État

Résumé de la 76ème réunion du club de lecture

 Résumé de la 76ème rencontre du club de lecture Lille aux livres du 29 août 2018 !
Pour cette réunion du mois d’août, nous étions 18 à nous retrouver à la librairie « Les Quatre Chemins » pour profiter dans la bonne humeur de la nourriture et des discussions autour de nos lectures !
Merci à tous d’avoir répondu présent !

Voici l’ensemble des livres qui ont été présentés durant la réunion :

– L’Atelier des Sorciers de Shirahama Kamome
Pika Edition– 208 pages – 7,50€ (Manga – Tome 1/3) – présenté par Cassiopée ;

Coco a toujours été fascinée par la magie. Hélas, seuls les sorciers peuvent pratiquer cet art et les élus sont choisis dès la naissance. Un jour, Kieffrey, un sorcier, arrive dans le village de la jeune fille. En l’espionnant, Coco comprend alors la véritable nature de la magie et se rappelle d’un livre de magie et d’un encrier qu’elle a achetés à un mystérieux inconnu quand elle était enfant. Elle s’exerce alors en cachette. Mais, dans son ignorance, Coco commet un acte tragique !
Dès lors, elle devient la disciple de Kieffrey et va découvrir un monde dont elle ne soupçonnait pas l’existence !

 

– Pierre et Jean de Maupassant
Flammarion Librio – 126 pages – 2€ – présenté par Florence ;

Tout les oppose. Alors que Jean est blond, calme, doux, de caractère égal, Pierre est noir, emporté, rancunier, exalté. Tant que rien n’ébranle l’équilibre familial, les deux frères mènent une vie apparemment paisible. Mais lorsqu’un ami de la famille lègue toute sa fortune à Jean, la jalousie que Pierre nourrit pour son frère cadet éclate au grand jour. Il enquête alors pour découvrir les raisons de cet incompréhensible héritage, au risque de sacrifier son bonheur…

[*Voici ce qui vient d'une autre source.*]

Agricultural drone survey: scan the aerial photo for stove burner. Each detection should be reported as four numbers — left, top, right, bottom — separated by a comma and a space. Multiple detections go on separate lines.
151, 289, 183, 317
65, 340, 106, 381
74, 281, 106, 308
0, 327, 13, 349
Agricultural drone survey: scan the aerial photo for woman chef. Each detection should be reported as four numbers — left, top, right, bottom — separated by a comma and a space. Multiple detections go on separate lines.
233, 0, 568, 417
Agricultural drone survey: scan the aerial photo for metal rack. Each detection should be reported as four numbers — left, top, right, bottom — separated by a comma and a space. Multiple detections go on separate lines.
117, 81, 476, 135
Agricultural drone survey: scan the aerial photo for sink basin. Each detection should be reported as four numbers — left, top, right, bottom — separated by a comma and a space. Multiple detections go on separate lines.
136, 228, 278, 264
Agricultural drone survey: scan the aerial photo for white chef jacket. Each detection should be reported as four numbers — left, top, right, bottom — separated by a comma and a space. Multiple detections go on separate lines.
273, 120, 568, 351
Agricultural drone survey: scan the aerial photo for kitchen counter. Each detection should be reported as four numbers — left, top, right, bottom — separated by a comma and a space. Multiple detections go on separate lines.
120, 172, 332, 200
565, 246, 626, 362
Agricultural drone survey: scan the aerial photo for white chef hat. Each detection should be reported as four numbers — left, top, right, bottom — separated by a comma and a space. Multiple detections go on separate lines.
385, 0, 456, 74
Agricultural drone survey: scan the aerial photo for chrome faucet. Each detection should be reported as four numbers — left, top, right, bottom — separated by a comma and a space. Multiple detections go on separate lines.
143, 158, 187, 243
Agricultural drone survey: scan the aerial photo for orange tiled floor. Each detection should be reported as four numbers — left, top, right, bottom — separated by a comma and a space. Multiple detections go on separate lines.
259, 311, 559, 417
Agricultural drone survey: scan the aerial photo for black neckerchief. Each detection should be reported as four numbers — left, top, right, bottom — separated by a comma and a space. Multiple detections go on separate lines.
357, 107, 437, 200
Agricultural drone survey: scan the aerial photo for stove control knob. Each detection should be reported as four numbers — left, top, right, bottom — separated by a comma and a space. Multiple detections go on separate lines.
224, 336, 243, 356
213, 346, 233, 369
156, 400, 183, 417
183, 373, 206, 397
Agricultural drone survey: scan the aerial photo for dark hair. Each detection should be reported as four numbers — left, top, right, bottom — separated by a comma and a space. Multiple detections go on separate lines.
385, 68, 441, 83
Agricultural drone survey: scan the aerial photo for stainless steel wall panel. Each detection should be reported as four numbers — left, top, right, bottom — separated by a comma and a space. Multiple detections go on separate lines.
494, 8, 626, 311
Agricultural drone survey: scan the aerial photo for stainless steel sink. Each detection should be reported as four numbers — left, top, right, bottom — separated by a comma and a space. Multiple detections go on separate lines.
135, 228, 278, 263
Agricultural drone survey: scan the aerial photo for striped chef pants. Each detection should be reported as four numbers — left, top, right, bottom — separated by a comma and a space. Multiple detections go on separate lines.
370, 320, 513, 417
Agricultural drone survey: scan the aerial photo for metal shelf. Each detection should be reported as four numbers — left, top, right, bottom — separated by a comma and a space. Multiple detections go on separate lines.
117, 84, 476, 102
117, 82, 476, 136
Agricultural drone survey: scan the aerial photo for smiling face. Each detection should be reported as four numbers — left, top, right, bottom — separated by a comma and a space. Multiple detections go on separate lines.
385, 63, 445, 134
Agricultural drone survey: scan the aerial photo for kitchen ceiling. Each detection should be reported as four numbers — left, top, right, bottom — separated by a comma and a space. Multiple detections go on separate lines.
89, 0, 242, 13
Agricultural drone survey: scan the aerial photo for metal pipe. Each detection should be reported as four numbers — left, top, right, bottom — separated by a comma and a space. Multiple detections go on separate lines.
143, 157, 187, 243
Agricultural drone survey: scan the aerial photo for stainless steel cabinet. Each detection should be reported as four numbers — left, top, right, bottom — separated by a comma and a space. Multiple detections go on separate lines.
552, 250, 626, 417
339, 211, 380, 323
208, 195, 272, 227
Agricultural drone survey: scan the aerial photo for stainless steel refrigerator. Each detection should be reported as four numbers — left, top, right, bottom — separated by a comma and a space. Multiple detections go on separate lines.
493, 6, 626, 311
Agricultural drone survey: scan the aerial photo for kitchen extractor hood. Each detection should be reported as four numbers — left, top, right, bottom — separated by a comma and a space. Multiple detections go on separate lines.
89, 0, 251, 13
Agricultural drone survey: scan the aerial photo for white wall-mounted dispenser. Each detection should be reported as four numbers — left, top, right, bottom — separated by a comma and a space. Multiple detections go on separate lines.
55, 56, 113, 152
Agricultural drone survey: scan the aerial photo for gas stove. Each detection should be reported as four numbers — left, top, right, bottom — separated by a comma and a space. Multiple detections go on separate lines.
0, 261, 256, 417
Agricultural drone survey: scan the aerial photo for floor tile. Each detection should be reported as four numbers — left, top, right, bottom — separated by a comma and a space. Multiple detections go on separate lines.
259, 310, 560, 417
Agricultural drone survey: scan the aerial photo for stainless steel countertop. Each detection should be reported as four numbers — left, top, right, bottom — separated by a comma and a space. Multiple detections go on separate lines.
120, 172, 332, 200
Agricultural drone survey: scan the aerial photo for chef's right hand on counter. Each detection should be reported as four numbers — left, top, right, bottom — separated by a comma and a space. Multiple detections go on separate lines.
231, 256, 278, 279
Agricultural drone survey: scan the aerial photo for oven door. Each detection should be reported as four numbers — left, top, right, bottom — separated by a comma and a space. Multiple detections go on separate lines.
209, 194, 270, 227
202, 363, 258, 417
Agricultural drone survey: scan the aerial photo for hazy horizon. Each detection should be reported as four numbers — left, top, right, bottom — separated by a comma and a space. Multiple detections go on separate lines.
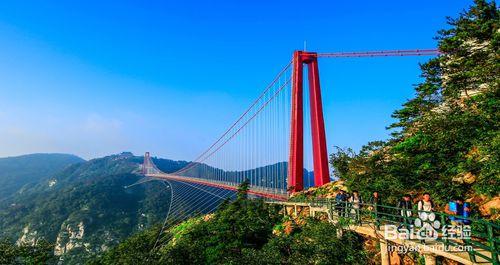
0, 0, 471, 161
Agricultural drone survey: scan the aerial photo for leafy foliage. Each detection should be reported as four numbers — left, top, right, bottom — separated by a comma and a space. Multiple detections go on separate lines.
0, 153, 186, 264
330, 0, 500, 202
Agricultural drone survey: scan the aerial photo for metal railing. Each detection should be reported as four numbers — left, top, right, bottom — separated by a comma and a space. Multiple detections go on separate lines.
288, 199, 500, 265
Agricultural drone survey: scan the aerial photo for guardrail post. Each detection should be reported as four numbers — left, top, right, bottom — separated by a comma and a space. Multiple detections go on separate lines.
423, 253, 436, 265
379, 239, 391, 265
487, 223, 500, 265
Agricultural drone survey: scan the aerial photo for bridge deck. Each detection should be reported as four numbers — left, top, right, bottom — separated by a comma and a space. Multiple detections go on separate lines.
268, 201, 492, 265
146, 173, 288, 201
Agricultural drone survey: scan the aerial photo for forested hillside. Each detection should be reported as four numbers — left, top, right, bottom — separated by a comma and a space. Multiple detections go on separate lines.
0, 154, 84, 201
89, 182, 367, 265
0, 153, 186, 263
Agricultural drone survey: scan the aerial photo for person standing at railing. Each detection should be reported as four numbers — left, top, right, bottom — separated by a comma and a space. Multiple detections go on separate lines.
348, 190, 363, 221
335, 190, 347, 216
397, 194, 413, 227
369, 191, 382, 212
444, 198, 470, 226
417, 192, 434, 219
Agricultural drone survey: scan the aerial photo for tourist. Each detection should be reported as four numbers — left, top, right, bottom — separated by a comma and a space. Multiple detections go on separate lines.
369, 191, 382, 213
397, 194, 413, 224
348, 190, 363, 221
444, 197, 470, 225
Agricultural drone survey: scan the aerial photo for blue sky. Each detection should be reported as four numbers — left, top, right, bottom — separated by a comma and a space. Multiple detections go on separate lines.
0, 0, 471, 160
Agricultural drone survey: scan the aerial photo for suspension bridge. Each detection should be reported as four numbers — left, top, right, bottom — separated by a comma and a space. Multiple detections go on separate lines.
126, 49, 500, 265
130, 49, 439, 220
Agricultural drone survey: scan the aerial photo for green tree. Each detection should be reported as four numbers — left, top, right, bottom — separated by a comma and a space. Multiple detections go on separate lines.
330, 0, 500, 202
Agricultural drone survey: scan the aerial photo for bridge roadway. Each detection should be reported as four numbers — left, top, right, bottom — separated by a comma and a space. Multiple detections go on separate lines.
146, 173, 288, 201
268, 201, 498, 265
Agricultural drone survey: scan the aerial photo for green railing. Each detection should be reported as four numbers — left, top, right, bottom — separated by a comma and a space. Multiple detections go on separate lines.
290, 199, 500, 265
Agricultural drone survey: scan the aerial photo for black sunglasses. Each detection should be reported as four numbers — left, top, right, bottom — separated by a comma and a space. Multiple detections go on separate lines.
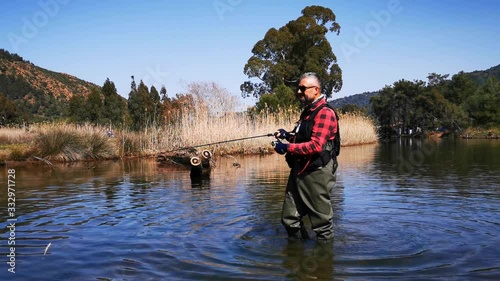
297, 86, 318, 93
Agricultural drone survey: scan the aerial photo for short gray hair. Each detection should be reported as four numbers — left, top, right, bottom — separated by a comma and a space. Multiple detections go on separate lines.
299, 72, 323, 89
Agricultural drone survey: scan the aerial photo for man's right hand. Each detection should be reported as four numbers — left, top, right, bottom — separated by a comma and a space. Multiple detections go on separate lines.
274, 129, 290, 140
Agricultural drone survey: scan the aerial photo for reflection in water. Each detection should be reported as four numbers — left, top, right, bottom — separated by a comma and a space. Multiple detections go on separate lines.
0, 139, 500, 280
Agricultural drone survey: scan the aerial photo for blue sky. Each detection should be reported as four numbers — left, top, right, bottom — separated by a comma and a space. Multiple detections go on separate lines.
0, 0, 500, 108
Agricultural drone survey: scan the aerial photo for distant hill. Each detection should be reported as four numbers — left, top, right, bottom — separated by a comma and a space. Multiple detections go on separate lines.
0, 49, 99, 120
329, 64, 500, 110
329, 91, 379, 108
466, 64, 500, 85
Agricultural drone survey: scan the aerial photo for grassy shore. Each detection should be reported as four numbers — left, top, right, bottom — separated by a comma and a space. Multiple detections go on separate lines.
0, 111, 378, 162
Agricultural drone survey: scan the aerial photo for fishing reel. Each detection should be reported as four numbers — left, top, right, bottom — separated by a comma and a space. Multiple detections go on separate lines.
271, 139, 281, 147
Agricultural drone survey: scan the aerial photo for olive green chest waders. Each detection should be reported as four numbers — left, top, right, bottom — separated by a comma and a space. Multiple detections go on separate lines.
281, 160, 335, 240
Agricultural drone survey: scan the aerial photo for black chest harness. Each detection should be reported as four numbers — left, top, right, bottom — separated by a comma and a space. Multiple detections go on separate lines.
286, 103, 340, 175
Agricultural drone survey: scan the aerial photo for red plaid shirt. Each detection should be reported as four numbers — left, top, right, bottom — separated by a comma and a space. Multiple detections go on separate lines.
287, 98, 338, 155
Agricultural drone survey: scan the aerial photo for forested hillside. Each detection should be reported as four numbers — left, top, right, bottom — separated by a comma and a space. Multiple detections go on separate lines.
0, 49, 98, 123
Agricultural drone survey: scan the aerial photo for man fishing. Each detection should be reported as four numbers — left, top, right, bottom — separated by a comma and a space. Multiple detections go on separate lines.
274, 72, 340, 241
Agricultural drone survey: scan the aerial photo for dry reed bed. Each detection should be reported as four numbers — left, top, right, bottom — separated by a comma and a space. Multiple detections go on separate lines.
0, 111, 378, 161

– Dernières Nouvelles du Monde de Anthony Burgess
Non réédité – 637 pages – présenté par Sylvain ;

À travers les personnages du livre, c’est la conscience même du siècle qui est en question, dans une atmosphère d’apocalypse. Et quels personnages ! Freud, sauvé des nazis comme Moïse des eaux, mais qui se meurt du cancer et s’interroge en revivant et révisant sa vie. Trotsky, qui rêve de bonheur universel par la révolution, en parcourant les rues de New York à la veille d’octobre 1917, et qui, déchiré par sa dialectique personnelle, entend déjà grincer sa mort entre les notes d’une guitare mexicaine. val Brodie, poète humaniste devenu romancier de science-fiction par désespoir de l’homme et qui a prévu l’apocalypse cosmique où s’engloutira la planète.
Il y aura d’autres Freud, d’autres Trotsky et même un autre Fils de l’Homme. pour le meilleur ou pour le pire ? Qui vivra verra…

 

– Recettes d’Amour et de Meurtre de Sally Andrew
J’ai lu – 496 pages – 8€ – présenté par Anne Cécile ;

1 homme trapu qui maltraite son épouse,
1 petite épouse bien tendre,
1 dure à cuire de taille moyenne qui en pince pour l’épouse,
1 fusil de chasse,
1 petite ville du Karoo marinée en secret,
3 bouteilles de brandy Klipdrift,
1 poignée de piments,
1 jardinier inoffensif,
1 new-yorkaise chaude comme la braise,
7 adventistes du septième jour (parés pour la fin du monde),
1 détective amatrice avec un cœur d’artichaut,
2 policiers pleins de sang-froid,
1 poignée de fausses pistes et de suspects bien mélangés,
1 pincée d’envie.
Jetez tous les ingrédients dans une grande casserole et laissez lentement mijoter pendant quelques années en remuant avec une cuillère en bois.
Vers la fin, ajoutez le piment et le brandy, puis montez le feu.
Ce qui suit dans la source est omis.